Here are some ways to balance doing many holiday-related activities while taking care of your own needs and those of the person with Alzheimer’s disease:

  • Celebrate holidays that are important to you. Include the person with Alzheimer’s as much as possible.
  • Set your own limits, and be clear about them with others. You do not have to live up to the expectations of friends or relatives. Your situation is different now.
  • Involve the person with Alzheimer’s in simple holiday preparations, or have him or her observe your preparations. Observing you will familiarize him or her with the upcoming festivities. Participating with you may give the person the pleasure of helping and the fun of anticipating and reminiscing.
  • Consider simplifying your holidays around the home. For example, rather than cooking an elaborate dinner, consider a smaller dinner with close family. Instead of elaborate decorations, consider choosing a few select items.
  • When health and safety provisions allow, encourage friends and family to visit even if it’s difficult. Limit the number of visitors at any one time. Plan visits when the person usually is at his or her best. Virtual visits through video or phone calls are also a great way to connect over the holiday season.
  • Prepare quiet distractions to use, such as looking at pictures or going for a walk, if the person with Alzheimer’s becomes upset or overstimulated.
  • Make sure there is a quiet space where the person can rest and have time to recharge.
  • Try to avoid situations that may confuse or frustrate the person with Alzheimer’s, such as changes in routine and strange places.
  • Try to stay away from noise, loud conversations, loud music, lighting that is too bright or too dark, and having too much rich food or drink (especially alcohol).
  • Find time for holiday activities you like to do. For example, go for a walk in the neighborhood and look at holiday decorations, or bake holiday cookies.
  • If you receive invitations to events that the person with Alzheimer’s cannot attend, consider going yourself. Ask a friend or family member to spend time with the person while you’re out.

Preparing Guests

Explain to guests that the person with Alzheimer’s disease does not always remember what is expected and acceptable. Give examples of unusual behaviors that may take place such as incontenance eating food with fingers, wnadering or hallucinations.

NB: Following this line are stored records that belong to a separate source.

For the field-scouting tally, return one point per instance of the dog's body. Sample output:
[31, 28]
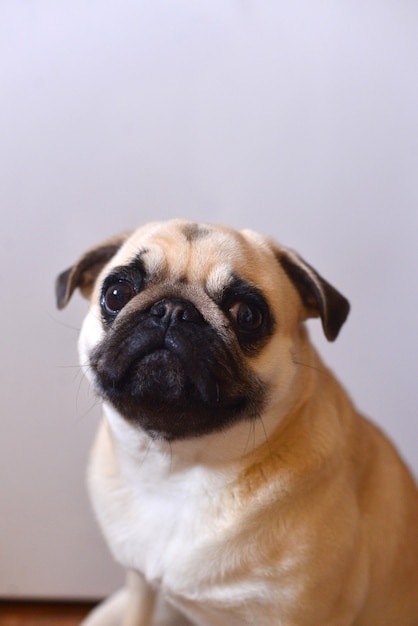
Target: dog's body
[231, 474]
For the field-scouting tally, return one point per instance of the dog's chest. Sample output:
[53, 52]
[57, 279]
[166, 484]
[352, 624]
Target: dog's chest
[167, 524]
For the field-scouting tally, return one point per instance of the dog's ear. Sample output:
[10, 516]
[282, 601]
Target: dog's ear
[319, 297]
[84, 272]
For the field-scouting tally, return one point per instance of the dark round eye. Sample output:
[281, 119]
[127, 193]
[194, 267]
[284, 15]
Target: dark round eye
[117, 295]
[246, 316]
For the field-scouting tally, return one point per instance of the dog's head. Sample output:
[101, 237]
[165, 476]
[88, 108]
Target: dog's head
[193, 327]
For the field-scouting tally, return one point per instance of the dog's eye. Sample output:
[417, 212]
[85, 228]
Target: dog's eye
[117, 295]
[246, 316]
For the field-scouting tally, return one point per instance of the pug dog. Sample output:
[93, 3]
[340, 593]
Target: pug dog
[231, 476]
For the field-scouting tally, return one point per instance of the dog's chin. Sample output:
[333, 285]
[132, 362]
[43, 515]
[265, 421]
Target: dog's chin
[170, 401]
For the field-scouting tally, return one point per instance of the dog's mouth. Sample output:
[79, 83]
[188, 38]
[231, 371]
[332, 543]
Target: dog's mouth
[174, 382]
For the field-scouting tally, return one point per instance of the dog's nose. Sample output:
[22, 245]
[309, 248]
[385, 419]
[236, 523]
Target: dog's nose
[174, 310]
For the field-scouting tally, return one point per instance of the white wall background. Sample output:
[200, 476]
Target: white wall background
[298, 119]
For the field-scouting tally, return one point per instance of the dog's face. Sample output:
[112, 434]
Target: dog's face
[193, 327]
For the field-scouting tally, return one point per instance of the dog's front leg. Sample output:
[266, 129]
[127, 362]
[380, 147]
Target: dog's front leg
[131, 606]
[141, 601]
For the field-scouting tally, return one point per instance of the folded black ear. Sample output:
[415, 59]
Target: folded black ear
[84, 272]
[318, 296]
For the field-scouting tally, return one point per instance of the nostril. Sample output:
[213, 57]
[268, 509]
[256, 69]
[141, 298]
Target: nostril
[159, 309]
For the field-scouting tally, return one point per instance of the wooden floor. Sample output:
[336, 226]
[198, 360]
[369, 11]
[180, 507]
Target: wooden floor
[42, 613]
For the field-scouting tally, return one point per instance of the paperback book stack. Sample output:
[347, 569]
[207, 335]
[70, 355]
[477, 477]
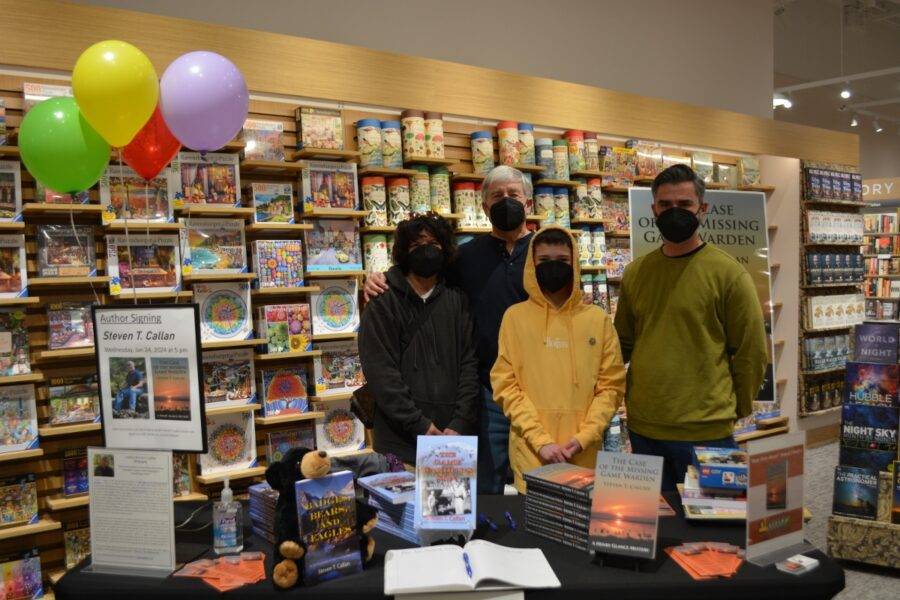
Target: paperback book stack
[558, 503]
[262, 510]
[393, 496]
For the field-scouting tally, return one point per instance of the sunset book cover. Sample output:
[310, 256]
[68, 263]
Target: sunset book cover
[625, 507]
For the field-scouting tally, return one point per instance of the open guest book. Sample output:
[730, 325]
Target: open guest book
[479, 565]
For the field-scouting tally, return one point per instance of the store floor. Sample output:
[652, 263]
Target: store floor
[862, 583]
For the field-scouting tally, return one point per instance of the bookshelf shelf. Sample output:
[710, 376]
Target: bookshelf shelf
[59, 430]
[42, 526]
[232, 475]
[288, 355]
[230, 410]
[281, 419]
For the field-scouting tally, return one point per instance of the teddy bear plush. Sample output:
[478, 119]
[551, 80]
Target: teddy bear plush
[297, 464]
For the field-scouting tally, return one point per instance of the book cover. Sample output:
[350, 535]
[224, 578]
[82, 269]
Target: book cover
[214, 246]
[66, 251]
[338, 370]
[18, 418]
[278, 263]
[320, 128]
[75, 479]
[74, 399]
[868, 436]
[333, 245]
[326, 510]
[10, 186]
[274, 202]
[128, 197]
[77, 541]
[625, 506]
[855, 492]
[283, 391]
[446, 469]
[279, 442]
[872, 384]
[334, 306]
[13, 273]
[21, 575]
[395, 488]
[143, 264]
[18, 500]
[286, 327]
[232, 443]
[262, 140]
[338, 431]
[69, 325]
[228, 377]
[224, 311]
[209, 178]
[877, 343]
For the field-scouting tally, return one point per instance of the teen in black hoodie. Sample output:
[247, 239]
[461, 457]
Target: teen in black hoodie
[416, 345]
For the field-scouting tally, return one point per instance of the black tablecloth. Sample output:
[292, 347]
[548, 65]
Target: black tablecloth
[580, 576]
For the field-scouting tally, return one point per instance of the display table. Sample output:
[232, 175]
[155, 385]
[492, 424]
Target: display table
[580, 577]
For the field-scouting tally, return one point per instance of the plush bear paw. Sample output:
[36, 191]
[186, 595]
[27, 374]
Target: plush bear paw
[285, 573]
[291, 550]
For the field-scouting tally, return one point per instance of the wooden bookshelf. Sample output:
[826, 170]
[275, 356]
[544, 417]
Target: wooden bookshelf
[60, 430]
[231, 475]
[294, 418]
[42, 526]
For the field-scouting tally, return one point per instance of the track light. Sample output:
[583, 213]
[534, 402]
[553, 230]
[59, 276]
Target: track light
[781, 100]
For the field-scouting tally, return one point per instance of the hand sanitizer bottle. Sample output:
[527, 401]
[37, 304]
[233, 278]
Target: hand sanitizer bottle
[228, 530]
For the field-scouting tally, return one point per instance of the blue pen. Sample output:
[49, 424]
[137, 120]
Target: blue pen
[468, 564]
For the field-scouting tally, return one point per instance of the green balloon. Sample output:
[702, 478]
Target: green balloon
[59, 148]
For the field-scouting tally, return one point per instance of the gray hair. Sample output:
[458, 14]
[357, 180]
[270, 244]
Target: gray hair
[502, 174]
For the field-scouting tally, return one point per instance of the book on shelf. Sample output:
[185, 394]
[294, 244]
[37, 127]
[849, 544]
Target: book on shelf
[213, 246]
[228, 377]
[326, 511]
[479, 565]
[262, 140]
[207, 178]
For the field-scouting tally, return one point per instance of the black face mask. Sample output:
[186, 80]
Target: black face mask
[677, 224]
[507, 214]
[426, 260]
[553, 275]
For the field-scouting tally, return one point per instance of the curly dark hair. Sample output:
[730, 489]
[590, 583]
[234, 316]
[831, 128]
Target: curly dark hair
[408, 232]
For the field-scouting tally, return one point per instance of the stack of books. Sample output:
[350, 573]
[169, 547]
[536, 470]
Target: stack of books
[262, 510]
[393, 496]
[715, 486]
[558, 503]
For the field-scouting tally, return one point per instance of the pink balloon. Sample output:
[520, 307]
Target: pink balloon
[204, 100]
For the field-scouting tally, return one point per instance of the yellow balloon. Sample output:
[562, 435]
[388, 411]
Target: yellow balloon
[116, 88]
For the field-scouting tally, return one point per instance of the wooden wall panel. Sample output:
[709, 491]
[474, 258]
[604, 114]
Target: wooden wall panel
[50, 35]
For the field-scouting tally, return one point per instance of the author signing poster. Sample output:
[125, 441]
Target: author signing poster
[148, 359]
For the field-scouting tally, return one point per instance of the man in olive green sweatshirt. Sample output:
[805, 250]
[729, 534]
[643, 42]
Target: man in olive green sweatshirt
[691, 324]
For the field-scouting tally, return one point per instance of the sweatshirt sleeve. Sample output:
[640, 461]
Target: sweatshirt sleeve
[509, 395]
[379, 355]
[745, 337]
[465, 415]
[625, 319]
[608, 391]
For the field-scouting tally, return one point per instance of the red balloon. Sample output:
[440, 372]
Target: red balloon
[152, 148]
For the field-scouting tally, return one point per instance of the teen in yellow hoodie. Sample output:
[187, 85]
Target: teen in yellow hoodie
[559, 375]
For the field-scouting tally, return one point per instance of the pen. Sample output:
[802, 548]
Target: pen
[468, 564]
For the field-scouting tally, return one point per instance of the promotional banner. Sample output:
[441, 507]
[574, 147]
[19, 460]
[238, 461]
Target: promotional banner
[148, 360]
[736, 223]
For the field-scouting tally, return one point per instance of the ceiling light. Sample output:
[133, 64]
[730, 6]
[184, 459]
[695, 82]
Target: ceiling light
[781, 100]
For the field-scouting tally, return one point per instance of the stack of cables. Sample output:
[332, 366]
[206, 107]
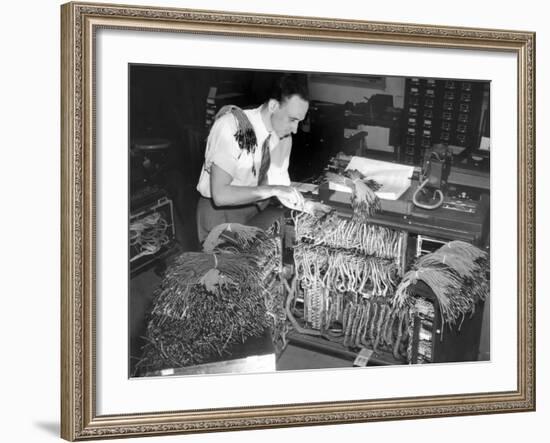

If this is the first visit since the person with Alzheimer’s became severely impaired, inform people ahead of time what they can expect. The memory-impaired person may not remember guests’ names or relationships but can still enjoy their company.

  • Explain that memory loss is the result of the disease and is not intentional.
  • Stress that the meaningfulness of the moment together matters more than what the person remembers.

Preparing the Person with Alzheimer’s

Here are some tips to help the person with Alzheimer’s disease get ready for visitors:

  • Begin showing a photo of the guest to the person a week before arrival. Each day, explain who the visitor is while showing the photo.
  • Arrange a phone call for the person with Alzheimer’s and the visitor. The call gives the visitor an idea of what to expect and gives the person with Alzheimer’s an opportunity to become familiar with the visitor.
  • Keep the memory-impaired person’s routine as close to normal as possible.
  • During the hustle and bustle of the holiday season, guard against fatigue and find time for adequate rest.